Im internationalen Vergleich steht Österreich in puncto Umweltschutz oft als Vorbild da. Doch die aktuelle Situation zeigt, dass auch hier dringender Handlungsbedarf besteht. Während Länder wie Schweden und Dänemark bereits strenge Regelungen für PFAS eingeführt haben, hinkt Österreich hinterher. Die Veröffentlichung der Liste durch GLOBAL 2000 könnte jedoch ein Wendepunkt sein und den Druck auf politische Entscheidungsträger erhöhen, Maßnahmen zu ergreifen.
Die Auswirkungen auf den Verbraucher: Was bedeutet das für uns?
Die Kontamination von Getreideprodukten mit PFAS hat direkte Auswirkungen auf die Konsumenten. Getreide ist ein Grundnahrungsmittel und bildet die Basis vieler Lebensmittelprodukte. Eine Belastung mit TFA könnte langfristige gesundheitliche Folgen haben, insbesondere im Hinblick auf die Fortpflanzungsfähigkeit und das Hormonsystem. Experten warnen, dass die fortgesetzte Aufnahme solcher Chemikalien durch die Nahrungskette nicht unterschätzt werden sollte.
Expertenmeinung: Ein Appell zur Umstellung
Ein Umweltchemiker von GLOBAL 2000 betont, dass ein Verbot von PFAS-haltigen Pestiziden keinen Kahlschlag in der Landwirtschaft bedeuten würde. Es gibt zahlreiche Alternativen, sowohl chemisch-synthetische als auch biologische, die ohne PFAS auskommen. Zwar könne die Umstellung in Einzelfällen herausfordernd sein, doch die langfristigen Vorteile für Umwelt und Gesundheit seien unbestreitbar.
Die Rolle der Landwirtschaftskammer: Ein Aufruf zur Transparenz
GLOBAL 2000 appelliert an die Landwirtschaftskammer, die Informationen über PFAS-haltige Pestizide an ihre Mitglieder weiterzugeben und über PFAS-freie Alternativen zu informieren. Die Landwirtschaftskammer könnte eine Schlüsselrolle dabei spielen, den Wandel hin zu einer nachhaltigeren Landwirtschaft zu unterstützen und die Landwirte bei der Umstellung zu begleiten.

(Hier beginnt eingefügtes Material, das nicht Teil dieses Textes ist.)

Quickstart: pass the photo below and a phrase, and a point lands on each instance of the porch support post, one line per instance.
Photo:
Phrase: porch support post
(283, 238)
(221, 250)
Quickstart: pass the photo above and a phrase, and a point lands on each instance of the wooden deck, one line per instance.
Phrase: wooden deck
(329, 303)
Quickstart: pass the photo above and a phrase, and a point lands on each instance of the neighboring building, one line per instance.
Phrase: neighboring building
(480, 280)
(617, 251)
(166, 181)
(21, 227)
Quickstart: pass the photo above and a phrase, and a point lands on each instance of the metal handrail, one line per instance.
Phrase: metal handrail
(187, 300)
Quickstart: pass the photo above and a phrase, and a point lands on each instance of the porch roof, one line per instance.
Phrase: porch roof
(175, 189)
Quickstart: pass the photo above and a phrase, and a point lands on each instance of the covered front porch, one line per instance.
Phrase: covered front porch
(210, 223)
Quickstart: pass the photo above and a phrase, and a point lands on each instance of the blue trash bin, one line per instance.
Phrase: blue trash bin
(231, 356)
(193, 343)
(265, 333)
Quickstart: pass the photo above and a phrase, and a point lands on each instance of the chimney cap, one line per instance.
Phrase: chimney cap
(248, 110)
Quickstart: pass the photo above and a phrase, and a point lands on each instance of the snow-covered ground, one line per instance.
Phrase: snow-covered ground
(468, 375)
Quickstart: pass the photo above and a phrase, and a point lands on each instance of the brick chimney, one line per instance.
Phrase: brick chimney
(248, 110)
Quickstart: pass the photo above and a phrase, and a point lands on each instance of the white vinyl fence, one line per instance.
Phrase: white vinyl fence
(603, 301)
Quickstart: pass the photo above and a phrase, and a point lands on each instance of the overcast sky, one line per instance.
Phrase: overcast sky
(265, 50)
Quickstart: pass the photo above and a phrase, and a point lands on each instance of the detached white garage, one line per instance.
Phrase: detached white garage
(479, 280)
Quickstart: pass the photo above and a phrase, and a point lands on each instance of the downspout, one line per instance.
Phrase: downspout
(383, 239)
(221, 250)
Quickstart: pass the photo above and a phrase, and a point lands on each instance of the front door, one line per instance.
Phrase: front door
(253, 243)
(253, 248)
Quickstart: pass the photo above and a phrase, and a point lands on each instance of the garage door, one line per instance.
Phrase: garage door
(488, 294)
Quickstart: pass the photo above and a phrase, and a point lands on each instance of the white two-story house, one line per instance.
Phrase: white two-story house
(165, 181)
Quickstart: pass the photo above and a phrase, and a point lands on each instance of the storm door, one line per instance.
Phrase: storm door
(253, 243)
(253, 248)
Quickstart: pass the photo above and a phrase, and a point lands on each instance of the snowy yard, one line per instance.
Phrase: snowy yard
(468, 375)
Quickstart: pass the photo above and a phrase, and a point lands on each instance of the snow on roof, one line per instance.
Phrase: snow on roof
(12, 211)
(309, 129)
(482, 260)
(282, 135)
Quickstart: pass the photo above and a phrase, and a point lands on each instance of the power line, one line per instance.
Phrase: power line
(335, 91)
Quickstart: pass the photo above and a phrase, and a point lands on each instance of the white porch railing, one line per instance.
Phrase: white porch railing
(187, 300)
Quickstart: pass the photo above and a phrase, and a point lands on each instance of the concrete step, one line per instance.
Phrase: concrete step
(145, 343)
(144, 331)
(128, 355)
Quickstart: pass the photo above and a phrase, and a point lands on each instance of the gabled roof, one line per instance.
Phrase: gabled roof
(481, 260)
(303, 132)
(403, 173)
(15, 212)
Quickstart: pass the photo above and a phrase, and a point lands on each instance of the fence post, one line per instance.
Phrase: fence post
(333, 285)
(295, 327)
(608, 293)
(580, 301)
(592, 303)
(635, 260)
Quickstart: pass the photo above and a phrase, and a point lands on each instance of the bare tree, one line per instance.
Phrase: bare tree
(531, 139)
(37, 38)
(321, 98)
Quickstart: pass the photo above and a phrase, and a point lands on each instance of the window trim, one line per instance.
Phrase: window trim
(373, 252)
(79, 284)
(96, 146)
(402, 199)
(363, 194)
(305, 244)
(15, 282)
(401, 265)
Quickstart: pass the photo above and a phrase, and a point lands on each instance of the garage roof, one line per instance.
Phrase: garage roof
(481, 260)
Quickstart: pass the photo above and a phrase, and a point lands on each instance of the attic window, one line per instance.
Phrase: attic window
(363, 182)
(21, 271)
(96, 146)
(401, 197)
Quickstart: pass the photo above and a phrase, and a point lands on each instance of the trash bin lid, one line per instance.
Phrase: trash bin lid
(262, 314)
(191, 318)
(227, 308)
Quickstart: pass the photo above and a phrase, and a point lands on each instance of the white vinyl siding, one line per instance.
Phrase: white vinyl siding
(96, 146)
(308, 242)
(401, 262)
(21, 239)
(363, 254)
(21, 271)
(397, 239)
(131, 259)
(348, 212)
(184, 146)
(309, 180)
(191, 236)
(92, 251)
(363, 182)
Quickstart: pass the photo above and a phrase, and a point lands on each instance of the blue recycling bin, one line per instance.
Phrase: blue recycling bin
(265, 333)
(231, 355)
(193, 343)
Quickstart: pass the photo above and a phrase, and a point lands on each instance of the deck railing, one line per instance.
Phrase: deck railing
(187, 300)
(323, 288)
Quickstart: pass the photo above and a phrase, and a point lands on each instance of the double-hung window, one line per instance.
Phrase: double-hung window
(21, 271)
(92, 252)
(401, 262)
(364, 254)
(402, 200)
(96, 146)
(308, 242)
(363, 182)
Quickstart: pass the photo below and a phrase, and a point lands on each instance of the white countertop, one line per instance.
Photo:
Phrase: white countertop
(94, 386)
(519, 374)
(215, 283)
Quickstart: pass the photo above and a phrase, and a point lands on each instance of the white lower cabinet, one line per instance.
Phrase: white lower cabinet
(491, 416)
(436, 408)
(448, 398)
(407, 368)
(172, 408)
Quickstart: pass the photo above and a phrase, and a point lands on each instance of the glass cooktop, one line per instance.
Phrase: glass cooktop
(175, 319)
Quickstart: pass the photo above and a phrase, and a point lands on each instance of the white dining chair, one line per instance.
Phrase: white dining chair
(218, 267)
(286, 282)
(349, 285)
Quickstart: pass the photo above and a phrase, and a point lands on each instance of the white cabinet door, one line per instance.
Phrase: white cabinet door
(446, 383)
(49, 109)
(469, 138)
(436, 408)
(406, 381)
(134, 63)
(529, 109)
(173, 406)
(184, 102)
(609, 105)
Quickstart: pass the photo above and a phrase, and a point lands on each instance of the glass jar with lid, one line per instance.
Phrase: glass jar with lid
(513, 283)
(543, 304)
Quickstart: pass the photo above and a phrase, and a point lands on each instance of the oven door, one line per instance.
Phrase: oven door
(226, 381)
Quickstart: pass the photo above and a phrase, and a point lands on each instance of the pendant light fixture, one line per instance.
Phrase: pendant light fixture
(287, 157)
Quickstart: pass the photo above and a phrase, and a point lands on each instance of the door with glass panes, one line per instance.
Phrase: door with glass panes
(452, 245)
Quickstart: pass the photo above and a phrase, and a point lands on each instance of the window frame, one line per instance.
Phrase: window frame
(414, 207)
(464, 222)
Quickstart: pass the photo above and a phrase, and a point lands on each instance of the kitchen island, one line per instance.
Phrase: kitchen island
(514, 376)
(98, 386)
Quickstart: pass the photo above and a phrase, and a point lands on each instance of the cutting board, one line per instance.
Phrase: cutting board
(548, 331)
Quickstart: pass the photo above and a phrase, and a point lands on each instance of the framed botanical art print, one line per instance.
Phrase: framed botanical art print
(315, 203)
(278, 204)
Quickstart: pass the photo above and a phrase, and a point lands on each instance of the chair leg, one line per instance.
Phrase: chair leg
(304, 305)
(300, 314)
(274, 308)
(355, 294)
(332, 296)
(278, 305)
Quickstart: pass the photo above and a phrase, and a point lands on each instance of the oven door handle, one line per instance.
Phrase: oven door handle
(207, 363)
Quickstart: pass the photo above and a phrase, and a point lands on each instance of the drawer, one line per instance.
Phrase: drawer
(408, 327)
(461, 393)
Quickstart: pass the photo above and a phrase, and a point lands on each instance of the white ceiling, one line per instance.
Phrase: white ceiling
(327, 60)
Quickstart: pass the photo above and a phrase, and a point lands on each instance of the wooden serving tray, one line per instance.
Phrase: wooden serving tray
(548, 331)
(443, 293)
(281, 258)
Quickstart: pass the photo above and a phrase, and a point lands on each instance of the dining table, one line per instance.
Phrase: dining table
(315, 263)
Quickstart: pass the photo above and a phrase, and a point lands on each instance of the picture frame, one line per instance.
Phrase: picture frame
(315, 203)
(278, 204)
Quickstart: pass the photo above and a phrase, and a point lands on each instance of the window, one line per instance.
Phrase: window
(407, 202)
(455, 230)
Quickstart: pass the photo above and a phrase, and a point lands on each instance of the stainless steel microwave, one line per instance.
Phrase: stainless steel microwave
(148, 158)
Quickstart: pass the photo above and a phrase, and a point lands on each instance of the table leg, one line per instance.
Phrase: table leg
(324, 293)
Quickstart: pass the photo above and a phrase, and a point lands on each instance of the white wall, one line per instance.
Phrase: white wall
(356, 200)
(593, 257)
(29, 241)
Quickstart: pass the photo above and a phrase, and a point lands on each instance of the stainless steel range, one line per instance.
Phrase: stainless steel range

Ein Blick in die Zukunft: Was wird sich ändern?
Die Veröffentlichung der Liste könnte ein Katalysator für Veränderungen sein. Politische Entscheidungsträger könnten nun gezwungen sein, sich intensiver mit dem Thema auseinanderzusetzen und gesetzliche Regelungen zu verschärfen. Für die Landwirtschaft bedeutet dies möglicherweise eine Umstellung auf andere Pestizide oder Anbaumethoden, was zwar kurzfristig mit Aufwand verbunden sein könnte, aber langfristig Vorteile für Umwelt und Gesundheit bringt.
Zusammenfassend lässt sich sagen, dass die Veröffentlichung der Liste der PFAS-haltigen Pestizide im Getreidebau durch GLOBAL 2000 ein wichtiger Schritt in Richtung mehr Transparenz und Umweltschutz ist. Es bleibt abzuwarten, wie schnell und umfassend die notwendigen Maßnahmen umgesetzt werden, um die Belastung von Böden und Gewässern durch diese ‚Ewigkeits-Chemikalien‘ zu reduzieren.